Thursday, March 8, 2012
Today was a good day. Still at the rural hospital in Kabudula (translating to "short trousers" in Chichewa), we saw a variety of cases. First off, it was good to see that the toddler with severe pneumonia was doing better. Her mom was very happy that she seemed to have turned the corner. We saw two women pregnant with twins and tried to decide how far along they were in their pregnancy and when they should deliver. Twin pregnancy increases risk for maternal and neonatal morbidity and mortality, especially in places like Malawi, which has some of the highest rates of mother and baby mortality in the world. We saw a handful of women who were miscarrying and needed a procedure to complete this difficult process. Aubrey saw patients referred to him by the medical assistants with ailments ranging from infertility to hand infections to heart failure.
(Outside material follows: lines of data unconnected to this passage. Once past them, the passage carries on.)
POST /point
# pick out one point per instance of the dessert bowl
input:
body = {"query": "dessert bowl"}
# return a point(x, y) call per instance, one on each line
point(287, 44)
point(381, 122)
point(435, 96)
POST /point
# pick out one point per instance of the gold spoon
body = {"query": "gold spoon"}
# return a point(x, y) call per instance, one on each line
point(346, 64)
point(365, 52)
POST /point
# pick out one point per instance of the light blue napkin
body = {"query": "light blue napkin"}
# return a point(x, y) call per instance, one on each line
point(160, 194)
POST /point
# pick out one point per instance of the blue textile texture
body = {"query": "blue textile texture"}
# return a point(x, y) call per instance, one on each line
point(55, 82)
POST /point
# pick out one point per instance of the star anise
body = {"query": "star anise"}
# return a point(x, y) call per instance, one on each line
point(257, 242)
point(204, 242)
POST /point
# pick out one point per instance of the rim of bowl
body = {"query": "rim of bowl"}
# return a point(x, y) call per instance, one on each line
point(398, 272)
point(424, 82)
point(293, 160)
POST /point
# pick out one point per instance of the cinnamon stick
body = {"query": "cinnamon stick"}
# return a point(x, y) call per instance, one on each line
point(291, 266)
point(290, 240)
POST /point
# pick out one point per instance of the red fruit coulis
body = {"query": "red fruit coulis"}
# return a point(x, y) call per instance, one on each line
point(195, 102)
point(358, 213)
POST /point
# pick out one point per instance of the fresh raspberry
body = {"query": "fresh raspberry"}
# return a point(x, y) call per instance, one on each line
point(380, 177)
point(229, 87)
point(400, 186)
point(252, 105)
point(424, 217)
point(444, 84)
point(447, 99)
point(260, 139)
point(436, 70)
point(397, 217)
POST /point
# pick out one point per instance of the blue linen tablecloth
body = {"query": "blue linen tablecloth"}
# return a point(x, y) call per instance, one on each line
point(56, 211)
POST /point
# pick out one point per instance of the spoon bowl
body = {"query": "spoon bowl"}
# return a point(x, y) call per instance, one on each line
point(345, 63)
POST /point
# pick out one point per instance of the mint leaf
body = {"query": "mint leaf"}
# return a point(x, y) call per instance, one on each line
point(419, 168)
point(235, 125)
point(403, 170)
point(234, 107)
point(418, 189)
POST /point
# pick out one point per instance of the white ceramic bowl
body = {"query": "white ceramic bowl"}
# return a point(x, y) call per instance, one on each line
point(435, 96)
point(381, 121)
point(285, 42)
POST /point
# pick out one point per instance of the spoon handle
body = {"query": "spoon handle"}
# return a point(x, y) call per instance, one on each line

And he handled them all, with three years of post high school education.
I headed to the secondary school after a lunch of rice and beans to meet with the peer counseling group, part of the amazing program that Sarah Greenberg from WAM started. This fantastic group of 16 orphaned or vulnerable kids meet once a week to decide how best to help their peers stay in school. They excitedly told me how they plan to be teachers, nurses, radio announcers, and doctors. The odds are clearly stacked against them. Coming from a school with few books, no lab, no computers, and little support from family, they have a Herculean task to overcome (if you want to learn more check out the KEEP program at www.worldalteringmedicine.org).
Next I gave an HIV and dermatology lecture to the clinicians at Kabudula hospital. No one snored, which means it was a riveting talk. Or that Malawians don't snore when they sleep.
To wrap up the day we saw an ancient woman with undiagnosed Parkinson's disease who fractured both her lower legs when a wall in her house fell on her while she slept. On the way out of the ward, we met a man carrying his fourteen year old daughter toward us. She had a history of epilepsy and had been seizing every day for the last three months since her health center had run out of anti-seizure medications. She now had a new diagnosis of malaria, to add yet another condition to cause further seizures. As I purchase medications that the hospital has been out of (sometimes for months), I'm floored by the price of them. A dose of medicine called misoprostol to stop life-threatening bleeding after a woman delivers costs about 75 cents. The other day, on eBay, someone bought a three-year old Chicken McNugget that resembles George Washington for $8,000 dollars.
If you'd like to support Kabudula, reduce maternal mortality, and put orphans through high school, please be on the look-out for quality McNuggets.